Price Discrimination at Twin Pines Mall

You sell skateboards and bikes at Twin Pines Mall. You have two types of customers: Parents of small children, who may have some preference but will generally buy either a skateboard or a bike, and teenagers, who insist on being "cool" and buying a skateboard. You estimate that the demand by parents for bikes is Dpb(pB, pS) = 80 - pB + pS/2, where pB is the price you charge for bikes and ps is the price you charge for skateboards; the demand by parents for skateboards is given by Dps(pB, pS) = 80 - Ps + pB/2. Meanwhile, teenagers do not demand bikes at all but have a demand for skateboards given by Dt(pB, pS) = 80 - pS/4
 
The wholesale price (i.e., your cost) is $60 for a bike and is $40 for a skateboard.

a) What prices will you charge for bikes and skateboards? Why is it optimal to charge the same price for skateboards that you do for bikes, even though bikes cost you more?
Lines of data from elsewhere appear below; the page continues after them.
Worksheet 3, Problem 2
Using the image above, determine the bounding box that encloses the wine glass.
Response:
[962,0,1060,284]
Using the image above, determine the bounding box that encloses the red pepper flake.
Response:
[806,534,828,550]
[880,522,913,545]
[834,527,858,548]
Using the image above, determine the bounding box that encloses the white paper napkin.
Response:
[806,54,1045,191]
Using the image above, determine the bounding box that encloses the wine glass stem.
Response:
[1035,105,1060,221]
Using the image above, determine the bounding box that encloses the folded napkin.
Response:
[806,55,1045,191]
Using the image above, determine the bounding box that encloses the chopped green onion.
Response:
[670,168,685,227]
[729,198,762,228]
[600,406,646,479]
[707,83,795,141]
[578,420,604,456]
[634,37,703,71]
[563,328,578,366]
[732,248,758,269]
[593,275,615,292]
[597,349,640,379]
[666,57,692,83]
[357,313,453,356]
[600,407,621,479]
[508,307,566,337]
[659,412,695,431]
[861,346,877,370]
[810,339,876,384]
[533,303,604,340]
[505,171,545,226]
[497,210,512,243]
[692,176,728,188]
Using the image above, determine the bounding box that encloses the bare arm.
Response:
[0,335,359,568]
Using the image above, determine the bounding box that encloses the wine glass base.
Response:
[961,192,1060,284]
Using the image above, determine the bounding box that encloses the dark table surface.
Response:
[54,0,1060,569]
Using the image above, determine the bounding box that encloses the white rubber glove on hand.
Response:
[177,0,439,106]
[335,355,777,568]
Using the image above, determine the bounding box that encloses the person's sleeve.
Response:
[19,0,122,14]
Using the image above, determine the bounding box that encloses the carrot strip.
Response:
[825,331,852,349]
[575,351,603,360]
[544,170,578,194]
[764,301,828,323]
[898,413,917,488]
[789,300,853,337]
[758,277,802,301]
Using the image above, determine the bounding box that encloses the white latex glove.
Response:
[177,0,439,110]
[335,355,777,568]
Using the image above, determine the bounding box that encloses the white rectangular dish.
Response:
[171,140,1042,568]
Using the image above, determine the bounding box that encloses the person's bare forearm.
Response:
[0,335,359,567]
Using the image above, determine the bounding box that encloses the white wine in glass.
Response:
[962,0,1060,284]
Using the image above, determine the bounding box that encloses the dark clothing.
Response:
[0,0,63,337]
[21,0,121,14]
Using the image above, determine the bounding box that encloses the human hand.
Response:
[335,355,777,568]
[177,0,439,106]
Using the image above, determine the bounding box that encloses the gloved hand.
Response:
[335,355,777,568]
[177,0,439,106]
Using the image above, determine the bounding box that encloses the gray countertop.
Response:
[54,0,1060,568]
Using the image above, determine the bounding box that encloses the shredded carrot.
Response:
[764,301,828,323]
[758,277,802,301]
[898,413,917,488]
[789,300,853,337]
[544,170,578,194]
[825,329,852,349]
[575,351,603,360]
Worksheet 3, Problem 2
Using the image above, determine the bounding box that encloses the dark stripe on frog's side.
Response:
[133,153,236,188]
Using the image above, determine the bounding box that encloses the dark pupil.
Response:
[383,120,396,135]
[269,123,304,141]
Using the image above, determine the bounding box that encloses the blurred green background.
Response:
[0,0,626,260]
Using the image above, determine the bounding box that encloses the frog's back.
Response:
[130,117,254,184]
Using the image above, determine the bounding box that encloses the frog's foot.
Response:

b) Now suppose you can open a second store in the mall for $1000 and can give each store a theme such that only parents will enter the first ("McFly's Bikes for Tykes"—although it sells skateboards too) and only teenagers will enter the second ("Tannen's Danger Zone," which has the tagline "If you don't shop here, you're a chicken!"). If you do this, what prices will you charge in each store? Is it worth it to pay the additional rent? Why?